Top K Frequent Elements

December 20, 2023
medium
heap

Problem #

Given an unsorted list of integers, find the k most frequent elements in the list. Return them as a list with each element’s frequency.

Solution #

To solve the problem of finding the k most frequent elements in an unsorted list of integers, you can use a combination of a hash map (dictionary in Python) to store the frequency of each element and a heap to efficiently find the k most frequent elements. Here’s how you can do it in Python:

  1. Use a dictionary to count the frequency of each element in the list.
  2. Use a heap (priority queue) to keep track of the k most frequent elements.
  3. Convert the heap to a list and return it.

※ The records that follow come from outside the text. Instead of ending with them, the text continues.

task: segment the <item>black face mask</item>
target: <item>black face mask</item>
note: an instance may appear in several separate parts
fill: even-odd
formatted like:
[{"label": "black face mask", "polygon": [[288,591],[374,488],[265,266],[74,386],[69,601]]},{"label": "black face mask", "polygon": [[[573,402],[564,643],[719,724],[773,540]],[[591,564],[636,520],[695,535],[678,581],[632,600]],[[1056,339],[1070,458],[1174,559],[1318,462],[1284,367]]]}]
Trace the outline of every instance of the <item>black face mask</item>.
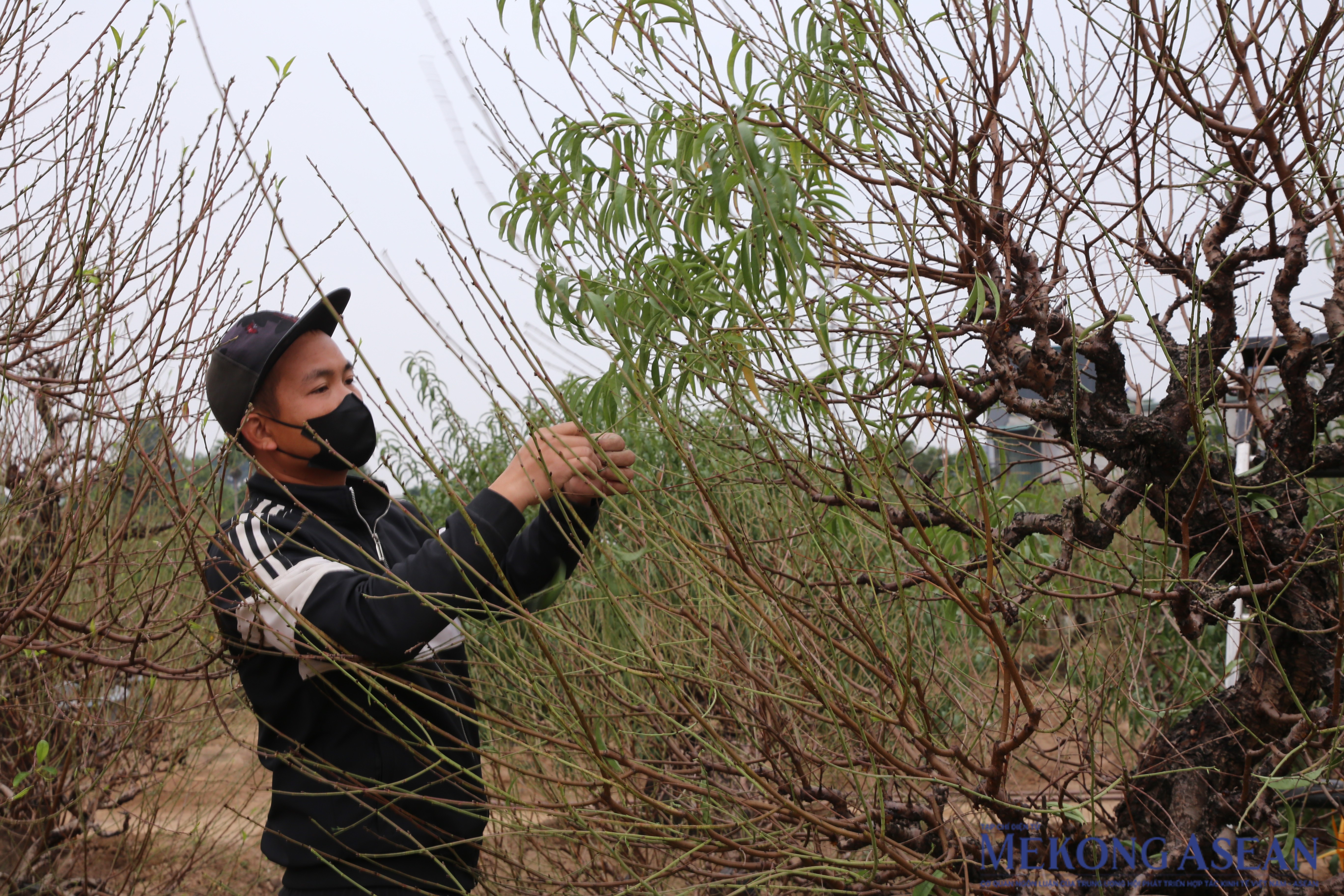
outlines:
[{"label": "black face mask", "polygon": [[[300,461],[308,461],[308,466],[320,470],[349,470],[351,467],[363,466],[368,458],[374,457],[374,447],[378,445],[378,430],[374,427],[374,415],[368,412],[368,408],[364,407],[364,403],[353,392],[347,395],[331,414],[314,416],[301,426],[277,420],[273,416],[267,416],[266,419],[281,426],[288,426],[292,430],[304,430],[308,441],[317,443],[317,454],[313,457],[300,457],[284,449],[276,450]],[[331,447],[327,447],[328,445]],[[343,461],[341,458],[345,459]]]}]

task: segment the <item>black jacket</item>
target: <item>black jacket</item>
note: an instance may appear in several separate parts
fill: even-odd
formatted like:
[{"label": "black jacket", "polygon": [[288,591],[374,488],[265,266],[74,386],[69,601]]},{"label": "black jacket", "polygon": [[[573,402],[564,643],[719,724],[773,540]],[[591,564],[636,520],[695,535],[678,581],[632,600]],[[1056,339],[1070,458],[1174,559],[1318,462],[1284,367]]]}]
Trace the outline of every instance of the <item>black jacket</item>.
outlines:
[{"label": "black jacket", "polygon": [[262,852],[304,896],[470,889],[488,813],[462,618],[573,572],[597,508],[523,529],[485,490],[435,532],[356,478],[247,492],[206,575],[273,776]]}]

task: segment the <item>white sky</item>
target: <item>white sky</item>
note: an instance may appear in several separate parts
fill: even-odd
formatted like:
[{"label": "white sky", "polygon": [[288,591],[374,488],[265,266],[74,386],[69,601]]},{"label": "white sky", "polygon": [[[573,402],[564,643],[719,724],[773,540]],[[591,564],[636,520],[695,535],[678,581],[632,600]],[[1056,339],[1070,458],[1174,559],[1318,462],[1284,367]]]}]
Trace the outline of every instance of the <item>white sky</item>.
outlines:
[{"label": "white sky", "polygon": [[[539,52],[532,43],[526,0],[507,0],[503,23],[493,0],[430,3],[460,62],[474,62],[476,75],[512,122],[526,121],[520,117],[516,90],[507,70],[484,42],[509,52],[521,75],[547,95],[562,102],[573,97],[563,70],[548,62],[544,51]],[[136,0],[122,16],[124,30],[134,34],[149,5],[148,0]],[[99,8],[103,11],[99,12]],[[114,8],[113,0],[97,0],[89,7],[86,24],[90,28],[101,26]],[[383,0],[376,4],[353,0],[194,0],[191,8],[185,0],[177,0],[176,9],[181,17],[195,16],[215,71],[223,78],[237,79],[235,109],[257,109],[269,95],[276,73],[266,56],[274,56],[281,63],[294,58],[292,74],[262,128],[263,141],[273,148],[277,171],[286,177],[284,218],[294,242],[310,244],[340,218],[340,210],[309,167],[308,160],[312,160],[341,195],[374,249],[388,253],[439,322],[457,336],[442,302],[421,279],[418,261],[435,275],[456,310],[468,321],[477,345],[487,349],[487,359],[499,372],[505,372],[508,353],[499,345],[492,347],[488,328],[480,320],[468,290],[458,282],[411,184],[328,60],[329,54],[363,102],[372,109],[421,189],[448,223],[454,230],[460,227],[453,210],[456,191],[481,246],[530,269],[526,259],[515,255],[495,235],[488,220],[491,203],[474,181],[426,77],[427,60],[453,106],[461,137],[482,173],[485,189],[496,200],[504,199],[509,173],[492,156],[489,140],[481,130],[484,117],[431,32],[421,0]],[[164,17],[156,13],[151,55],[163,46],[164,36]],[[206,114],[219,106],[219,99],[191,23],[179,31],[177,39],[173,73],[179,81],[172,114],[175,128],[185,136],[194,133]],[[534,107],[534,113],[543,129],[554,117],[554,113],[540,107]],[[259,246],[254,247],[251,257],[247,253],[239,257],[245,271],[247,265],[258,262]],[[392,388],[407,394],[409,383],[399,365],[409,352],[429,351],[439,360],[441,373],[454,387],[452,395],[457,408],[470,419],[488,410],[489,398],[464,375],[442,341],[392,289],[375,258],[349,227],[316,253],[312,270],[329,287],[348,286],[352,290],[347,313],[349,326],[363,340],[366,356]],[[542,334],[536,328],[531,285],[519,273],[505,265],[495,265],[493,274],[512,313],[532,322],[530,334],[534,336],[534,345],[542,348],[543,343],[550,343],[551,348],[542,348],[542,355],[552,363],[556,377],[567,371],[595,372],[598,367],[605,367],[601,353],[574,343],[560,348]],[[251,275],[246,271],[243,278]],[[1304,287],[1301,292],[1306,296],[1320,290]],[[292,298],[286,310],[298,310],[294,304]],[[273,305],[267,302],[267,306]],[[1265,325],[1249,329],[1253,333],[1269,332]],[[1146,365],[1140,363],[1136,367]],[[1136,369],[1136,375],[1138,372]],[[517,377],[508,376],[505,382],[511,387],[520,383]],[[366,388],[368,386],[366,379]]]},{"label": "white sky", "polygon": [[[508,3],[503,26],[491,1],[431,3],[441,27],[454,44],[458,60],[464,66],[469,60],[474,62],[477,74],[501,102],[516,102],[517,93],[505,69],[473,32],[473,24],[497,50],[511,51],[527,77],[548,75],[546,59],[532,43],[526,3]],[[108,0],[91,4],[82,24],[91,31],[114,8],[116,4]],[[118,26],[134,35],[149,8],[148,1],[134,3],[120,17]],[[266,142],[270,144],[276,171],[286,177],[281,210],[294,243],[310,246],[341,216],[340,208],[309,165],[312,160],[341,196],[374,249],[388,253],[401,275],[445,329],[454,337],[461,336],[442,301],[421,278],[417,262],[429,267],[454,301],[458,313],[468,321],[469,330],[478,340],[477,344],[485,349],[487,359],[497,369],[501,369],[500,365],[507,367],[504,351],[491,347],[489,330],[481,324],[466,289],[454,274],[448,251],[435,236],[433,220],[417,199],[409,179],[345,91],[328,60],[329,54],[359,91],[360,99],[372,109],[379,125],[396,145],[425,196],[445,223],[454,231],[461,230],[453,208],[453,192],[457,191],[462,212],[480,244],[487,251],[528,269],[527,261],[496,236],[495,227],[488,220],[491,203],[469,173],[469,163],[454,141],[441,102],[430,86],[426,62],[437,70],[470,156],[482,173],[485,188],[496,200],[504,199],[509,172],[491,154],[489,141],[478,130],[485,126],[485,121],[433,35],[419,0],[387,0],[376,4],[353,0],[195,0],[191,8],[184,0],[177,0],[175,8],[179,17],[190,20],[196,16],[215,73],[222,79],[237,79],[230,101],[235,111],[257,110],[269,97],[276,73],[267,56],[274,56],[282,64],[294,58],[292,74],[262,125],[259,144],[262,152]],[[146,62],[161,51],[165,38],[167,21],[157,12],[146,35]],[[219,107],[216,89],[191,21],[177,31],[172,71],[177,78],[171,106],[172,125],[181,136],[188,136],[199,129],[211,110]],[[152,73],[142,70],[141,77],[152,77]],[[539,124],[546,126],[551,117],[554,116],[546,116]],[[263,228],[258,227],[261,230]],[[255,274],[247,269],[249,265],[253,269],[259,266],[259,251],[261,246],[257,244],[239,255],[242,279]],[[534,328],[538,326],[531,286],[505,265],[496,263],[493,267],[495,283],[513,314],[520,321],[532,321]],[[407,353],[429,351],[439,360],[439,372],[445,379],[457,386],[453,400],[458,411],[474,419],[489,408],[491,399],[462,375],[462,367],[395,292],[353,230],[343,227],[321,247],[313,255],[312,270],[324,279],[325,286],[348,286],[352,290],[347,322],[351,332],[363,340],[366,357],[384,382],[409,398],[409,382],[399,367]],[[292,281],[292,287],[300,286]],[[297,312],[296,305],[309,294],[309,290],[292,292],[285,310]],[[278,304],[278,293],[263,302],[267,308]],[[543,348],[543,343],[551,341],[543,332],[534,329],[531,334],[536,339],[532,341],[542,351],[543,359],[554,361],[556,379],[567,371],[591,373],[598,367],[605,368],[601,353],[574,343],[569,343],[567,349],[560,349],[554,343],[550,348]],[[574,353],[586,356],[598,367],[585,365]],[[516,377],[505,377],[505,382],[511,382],[511,386],[519,383]],[[366,377],[366,390],[370,386]]]}]

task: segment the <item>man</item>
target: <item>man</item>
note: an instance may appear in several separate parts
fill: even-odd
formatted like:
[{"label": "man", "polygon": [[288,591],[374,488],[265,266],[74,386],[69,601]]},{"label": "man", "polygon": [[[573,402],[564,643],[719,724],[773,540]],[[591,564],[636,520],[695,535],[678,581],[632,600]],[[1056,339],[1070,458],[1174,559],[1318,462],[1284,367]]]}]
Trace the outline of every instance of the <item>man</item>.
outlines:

Here’s the implementation:

import heapq
from collections import Counter

def k_most_frequent(nums, k):
    # Count the frequency of each element
    freq = Counter(nums)

    # Use a min-heap to find the k most frequent elements
    # The heap will store pairs of (-frequency, element) to sort by frequency
    min_heap = []
    for num, count in freq.items():
        heapq.heappush(min_heap, (-count, num))
        if len(min_heap) > k:
            heapq.heappop(min_heap)

    # Extract the elements and their frequencies from the heap
    result = [(-freq, num) for freq, num in min_heap]

    return result

# Example usage
nums = [1, 1, 1, 2, 2, 3, 3, 3, 3, 4, 4]
k = 2
print(k_most_frequent(nums, k))  # Output will be the 2 most frequent elements along with their frequencies

In this code:

  • The Counter class from the collections module is used to count the frequency of each element in the list.
  • A min-heap is used to keep track of the k elements with the highest frequency. The heap stores tuples of the form (-frequency, element) so that the element with the lowest frequency (highest negative frequency) is always at the top of the heap.
  • The heapq module is used to efficiently manage the heap.
  • After pushing all elements to the heap and ensuring its size doesn’t exceed k, the top k elements are retrieved. Their frequencies are negated back to positive values for the final result.